Takeaway #5: Print Means Human Connection

Rear view of businesswoman working at home office

Under normal circumstances, this would be the week we would conduct our 57th annual Print + Paper Reader Survey. Hence, we included a query into the role of print in a post-pandemic world. It may seem counterintuitive, given the ascendance of virtual meetings and digital workflow, but respondents affirm their love and respect the traditional strengths of print — permanence, touch, connection, credibility, authenticity. They see those factors enduring and remaining relevant despite the disruptions wrought by the pandemic. Interestingly, a surprising number of respondents believe that, once the coronavirus crisis recedes, traditional modes and materials will have a renaissance in response to, as one person put it, the flood of digital messaging and the current “tactile drought.” Or as Kevin Kernan and Allan Espiritu of Philadelphia’s GDLOFT put it: “We believe the pandemic has changed the role/power of print. Prior to the pandemic, we believe print had already gained traction with audiences, with its ability to cut through the digital clutter, by appealing to our human senses. Now, we believe print has reached a tipping point because people are craving interaction, people want their humanity back.”

SELECTED COMMENTS:

I come from a strong print background. While print can be more expensive to produce, there is a certain authenticity and trust in receiving a printed piece of collateral than seeing a digital ad. Digital is too easy for scammers to take advantage of. Non-profits especially should rely on print. I would trust a donation envelope, accompanied with collateral, received in the mail versus a digital campaign. Both work nicely hand in hand, though. I strongly recommend print for clients if they can afford it.

Print will be highly valued when this crisis ends. We are having a sort of tactile drought. The human element will be most meaningful, and includes both print and more. We are mailing products and giveaways to our audience, and it is making a large difference. They are very excited to receive something new, something that makes them feel connected to someplace/ someone/something else.

Right now nothing is normal. When this pandemic is over people will crave the traditional. Even more so than they did before the pandemic.

We will be doing more print when this is over. People need a break from all this digital content. I know I do.

I think everything that helps us connect with others will be valued more. Print can be a good approach to getting people out of their devices. We’re doing a lot of digital stuff now to promote our client’ businesses but when this is all over, I see print and packaging coming back.

That’s a great question! I believe print materials will always be around and it depends on the project and the client. We have many clients that I do not believe will be able to eliminate their traditional print materials.

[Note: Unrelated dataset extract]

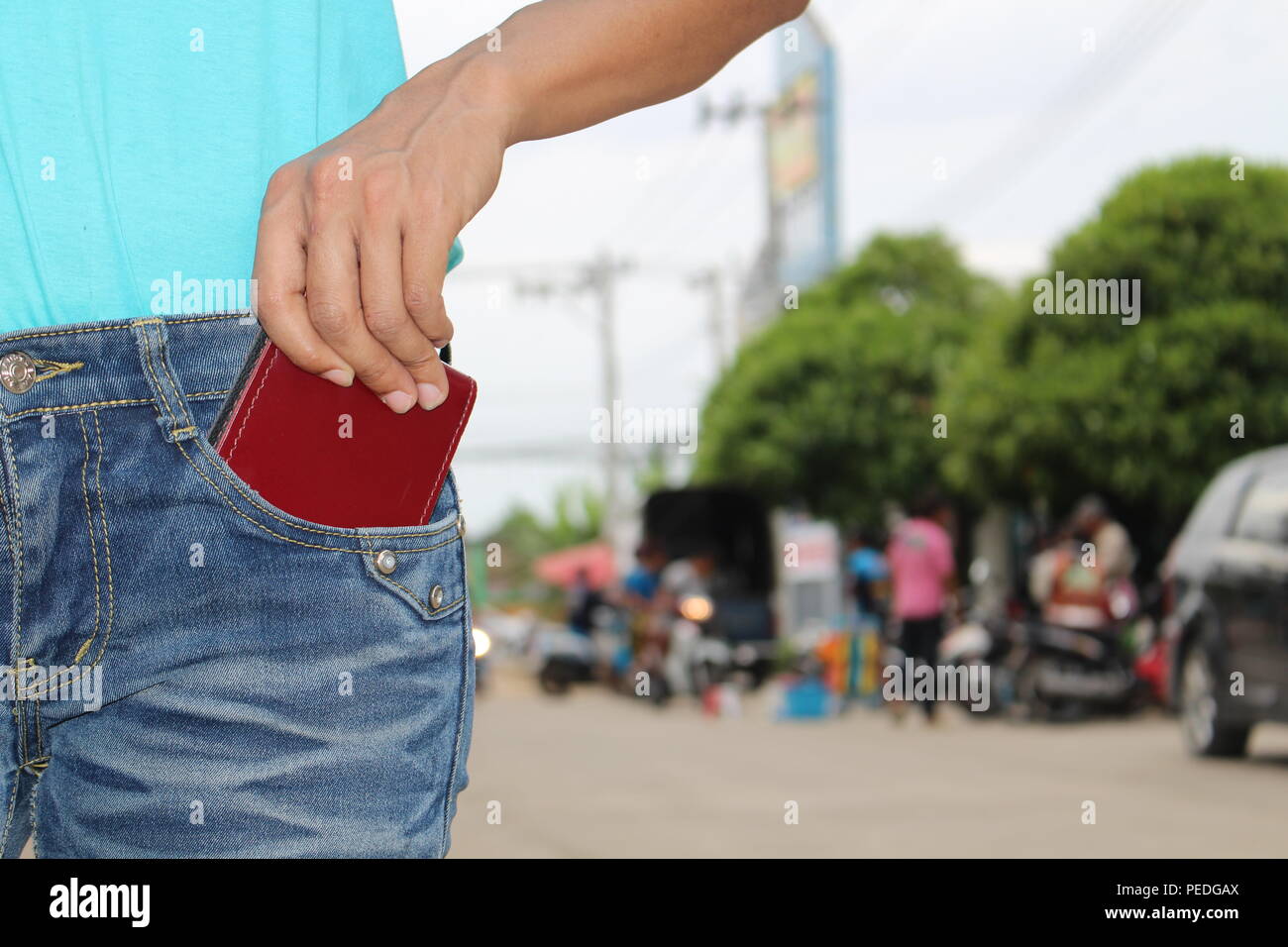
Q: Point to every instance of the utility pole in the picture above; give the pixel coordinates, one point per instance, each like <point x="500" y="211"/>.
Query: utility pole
<point x="599" y="279"/>
<point x="709" y="281"/>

But I must say that during this pandemic, a lot of our clients have had to solely rely on social and digital media to get their messaging across.

Print still holds its value. Print will be more valued. Much more value! People will want a respite from screens.

There will be an expanded focus on digital platforms going forward, but that evolution was already happening before the pandemic. We still have many requests for physical pieces, such as product brochures, product sample pieces, tradeshow graphics, and POP signage for Big Box stores. I don’t think print will be going away any time soon.

We are still planning to do print promotions as long as we can get the correct home addresses for our contacts. Direct mail should take off again since more people are in their homes.

I love and will always do print along with digital design. Digital is a companion to print, and I would caution against becoming entirely digital. There is something to be said about offering a brochure or business card to clients. That personal touch and interaction cannot be replaced. Likewise digital books and magazines are never a substitute for the smell and feel of print.

We plan on doing less printing in the next year. When we use print, it will be more targeted when we do print and made more impactful with high end techniques.

Print will easily be more valued in the aftermath. Hands down we have had a spike in volume in print-related projects. Food and beverage and pet products still need packaging and some have more demand than before so if they go up so do we. I’ve always been pro-print even when the industry is going more digital. I hope more see the value of it, but who knows?

There are definitely benefits to digital communication, but there is so much of it and it is so in your face, there is still a need for all the benefits that print brings. Touch, smell, the stimulation of the senses. Credibility is a big thing for me; there’s more credibility in print.